Deli, flüt çalarken, maceramızda ve görüşümüzde müzik ve sesin, önemli olacağmı gösteriyor. Onlardan ilham alacağız. Bizi, ikinci adımı atmamız için teşvik edecekler ve yorulduğumuzda veya korktuğumuzda, onların yardımıyla kendimizi toparlayacağız. Woods, bir fikir daha ilave ediyor. O, kendi iradesi ile ve hayatı ile “çalar”, eğlenir böyle ama aynı zamanda, sonuçları takmaz, “kıyılarda dans etmek tehlikelidir”, der.

Kelebeklere bakın tekrar. Onlar, çok anlamlı. Rehberlerin ve yardımcıların göztericisidirler. Onlar, “Ruh değişimde” adlandırılırlar. Burda 3 kelebek, temel şakrası, dugu şakrası ve boğaz şakrası, tahrik ederken, müzik yaratma ilhamının sebebi oluyorlar. Temel ve boğaz şakrasının bileşimi, bizim yaratıcı ifademizin odaklandığı iki noktadır. Bu iki noktadan biri durursa, bizim yaratma gücümüz komple yok olur. Duygusal merkez, bizim yürütücü gücümüz ve birşey yaratmanın enerjisidir. Her bir merkezde, kelebeklerin yerleşmesi, bizim yaratıcı gücümüzü yumuşak şekilde kullanmamız gerektiğini hatırlatmaktadır.

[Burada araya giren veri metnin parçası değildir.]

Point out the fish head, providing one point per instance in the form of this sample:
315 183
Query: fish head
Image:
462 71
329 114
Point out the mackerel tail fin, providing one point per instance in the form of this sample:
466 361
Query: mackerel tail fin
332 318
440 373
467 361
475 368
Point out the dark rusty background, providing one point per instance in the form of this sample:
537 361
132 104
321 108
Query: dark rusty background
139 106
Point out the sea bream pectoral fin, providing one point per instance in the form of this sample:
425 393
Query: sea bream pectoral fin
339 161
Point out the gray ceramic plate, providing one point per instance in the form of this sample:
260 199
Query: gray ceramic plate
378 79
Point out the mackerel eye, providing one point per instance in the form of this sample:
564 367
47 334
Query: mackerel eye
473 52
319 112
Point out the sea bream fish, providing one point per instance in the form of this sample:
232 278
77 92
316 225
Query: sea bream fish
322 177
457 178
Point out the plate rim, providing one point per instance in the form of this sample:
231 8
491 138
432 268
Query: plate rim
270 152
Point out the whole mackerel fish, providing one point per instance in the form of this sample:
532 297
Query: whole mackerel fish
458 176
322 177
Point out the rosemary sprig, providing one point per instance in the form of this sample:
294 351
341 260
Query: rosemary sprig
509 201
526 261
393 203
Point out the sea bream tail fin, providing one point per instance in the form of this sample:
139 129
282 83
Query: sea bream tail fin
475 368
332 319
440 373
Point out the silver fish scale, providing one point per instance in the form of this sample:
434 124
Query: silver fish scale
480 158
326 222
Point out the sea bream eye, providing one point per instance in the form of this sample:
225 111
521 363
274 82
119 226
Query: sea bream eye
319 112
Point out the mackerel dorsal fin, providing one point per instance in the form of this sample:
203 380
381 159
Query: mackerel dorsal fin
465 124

Bu Deli, canlı ve renklidir. Delilerin, dünyada herkesten fazla eğlendikleri mesaji bize yollanmaktadır. Kendileri dahil olmak üzere, herşeyle alay ederler. Deliler, bir çok konuda bize denge ve farklı bakış açısı sağlarken, olaylan daha hafife almamızın yolunu gösterirler. Deli’nin bir yönü, değişik ve bazen tuhaf fikre sahip olmasıdır.
Deli’nin ilk örneklerinden bir tanesi, saray soytarısı olmasıdır. Krallar, gelip gittiler ama soytarı sarayda kaldı; günümüzde, aynı amacı sağlayan insanlar, komedyen şeklindedir. Bu amaç, bize başka bakış açısı ile alıştığımız fikir tarzını değiştirmemizi sağlar.

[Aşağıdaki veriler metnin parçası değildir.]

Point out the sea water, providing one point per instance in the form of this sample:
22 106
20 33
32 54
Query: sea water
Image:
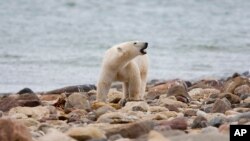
47 44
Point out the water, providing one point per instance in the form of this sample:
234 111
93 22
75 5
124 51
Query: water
46 44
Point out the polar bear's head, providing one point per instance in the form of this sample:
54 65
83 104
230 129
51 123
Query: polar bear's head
132 48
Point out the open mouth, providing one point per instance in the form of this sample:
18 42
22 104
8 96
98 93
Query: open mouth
143 50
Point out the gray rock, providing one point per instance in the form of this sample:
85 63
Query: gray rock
221 106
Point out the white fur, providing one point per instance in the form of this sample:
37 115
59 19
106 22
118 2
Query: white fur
126 63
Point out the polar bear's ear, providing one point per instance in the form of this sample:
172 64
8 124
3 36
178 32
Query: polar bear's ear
119 49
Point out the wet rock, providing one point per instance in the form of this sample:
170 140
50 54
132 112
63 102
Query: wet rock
77 115
29 100
221 106
117 117
208 83
72 89
199 122
233 83
233 99
131 130
177 123
157 109
209 129
190 112
201 137
114 96
25 91
136 106
54 135
179 91
207 108
96 105
13 131
162 88
77 101
241 90
217 120
104 109
85 133
156 136
167 101
199 93
6 103
32 112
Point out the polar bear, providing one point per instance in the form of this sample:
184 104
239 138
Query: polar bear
126 62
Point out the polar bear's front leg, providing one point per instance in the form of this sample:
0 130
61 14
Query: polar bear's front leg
103 87
135 87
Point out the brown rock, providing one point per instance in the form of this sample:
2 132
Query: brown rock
177 123
233 99
85 133
190 112
13 131
243 89
132 130
233 83
221 106
77 101
156 136
199 122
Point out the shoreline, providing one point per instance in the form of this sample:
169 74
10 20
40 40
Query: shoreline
172 110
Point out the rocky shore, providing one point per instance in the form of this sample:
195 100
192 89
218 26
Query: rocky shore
173 110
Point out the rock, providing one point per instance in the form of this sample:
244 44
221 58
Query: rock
233 99
6 103
156 136
190 112
217 120
157 109
11 101
114 96
25 91
96 105
199 93
164 115
132 130
32 112
207 84
167 101
199 122
28 100
221 106
77 115
72 89
77 101
117 117
85 133
201 137
209 129
13 131
241 90
104 109
136 106
233 83
54 135
207 108
28 122
162 88
177 123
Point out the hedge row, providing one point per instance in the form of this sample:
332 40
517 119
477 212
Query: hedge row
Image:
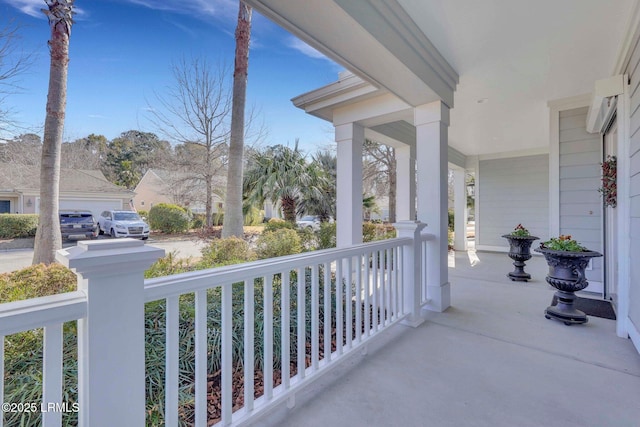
13 226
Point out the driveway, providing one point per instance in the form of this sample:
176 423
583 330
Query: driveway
11 260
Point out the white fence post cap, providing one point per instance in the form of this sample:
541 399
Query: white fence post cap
109 257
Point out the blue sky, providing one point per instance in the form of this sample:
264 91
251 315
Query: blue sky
121 53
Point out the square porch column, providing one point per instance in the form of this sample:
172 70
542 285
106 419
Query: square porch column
350 139
432 122
406 183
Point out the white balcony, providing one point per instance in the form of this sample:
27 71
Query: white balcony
490 359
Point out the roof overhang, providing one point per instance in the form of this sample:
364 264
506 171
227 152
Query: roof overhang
376 39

Deli’yi durum için çekmek, aşağıdakileri ortaya koyabilir:

a. Bu durumu ciddiye almıyoruz ve sadece eğleniyoruz;

b. Konuyu iyi kavramıyoruz;

c. Başka bir işi düşünüyoruz veya düşünmemiz gerek.

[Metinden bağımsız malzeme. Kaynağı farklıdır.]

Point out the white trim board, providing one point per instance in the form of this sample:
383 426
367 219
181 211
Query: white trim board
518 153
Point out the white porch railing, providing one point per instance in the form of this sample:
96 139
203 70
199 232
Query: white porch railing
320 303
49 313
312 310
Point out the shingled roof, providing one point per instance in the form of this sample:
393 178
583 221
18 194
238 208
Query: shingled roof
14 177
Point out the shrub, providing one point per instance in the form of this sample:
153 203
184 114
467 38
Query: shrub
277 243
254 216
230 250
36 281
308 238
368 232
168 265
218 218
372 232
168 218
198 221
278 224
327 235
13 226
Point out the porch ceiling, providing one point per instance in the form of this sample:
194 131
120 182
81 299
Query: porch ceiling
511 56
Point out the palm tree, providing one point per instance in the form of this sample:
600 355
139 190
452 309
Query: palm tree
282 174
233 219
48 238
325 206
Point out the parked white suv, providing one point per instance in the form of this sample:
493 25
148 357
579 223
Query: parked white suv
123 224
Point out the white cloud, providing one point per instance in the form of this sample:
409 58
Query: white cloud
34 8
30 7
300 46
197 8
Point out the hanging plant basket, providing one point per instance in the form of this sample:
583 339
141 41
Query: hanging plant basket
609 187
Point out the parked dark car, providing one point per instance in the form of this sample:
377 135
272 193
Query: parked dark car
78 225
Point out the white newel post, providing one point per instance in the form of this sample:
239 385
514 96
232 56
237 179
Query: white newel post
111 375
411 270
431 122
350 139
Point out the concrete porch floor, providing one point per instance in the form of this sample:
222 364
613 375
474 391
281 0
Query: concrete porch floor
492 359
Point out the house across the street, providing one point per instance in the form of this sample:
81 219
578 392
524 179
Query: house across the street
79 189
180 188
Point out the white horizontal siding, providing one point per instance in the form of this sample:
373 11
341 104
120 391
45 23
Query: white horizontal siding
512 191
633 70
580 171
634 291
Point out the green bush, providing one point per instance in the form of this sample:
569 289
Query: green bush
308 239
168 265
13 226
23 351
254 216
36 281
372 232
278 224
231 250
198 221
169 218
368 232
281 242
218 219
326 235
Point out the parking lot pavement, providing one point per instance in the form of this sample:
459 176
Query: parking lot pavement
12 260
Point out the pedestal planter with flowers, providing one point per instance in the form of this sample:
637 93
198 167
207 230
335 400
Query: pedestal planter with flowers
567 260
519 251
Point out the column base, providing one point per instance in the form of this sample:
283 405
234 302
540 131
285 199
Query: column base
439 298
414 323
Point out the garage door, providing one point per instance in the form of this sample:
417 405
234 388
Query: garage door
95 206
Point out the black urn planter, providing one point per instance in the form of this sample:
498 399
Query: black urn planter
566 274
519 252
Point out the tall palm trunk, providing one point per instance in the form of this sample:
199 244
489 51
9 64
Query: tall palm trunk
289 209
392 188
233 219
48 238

Deli’yi Mücadele için çekmekse:

a. Bu aşamada bizim problemimiz yoktur;

b. Durumu, bu kadar ciddiye almamamız gerekir; biraz sakin olmayı çalışın;

c. Umursamaz davranış içindeyiz;

d. Bizim durumuz, yeni “Arayış”ın başlangıcı olabilir.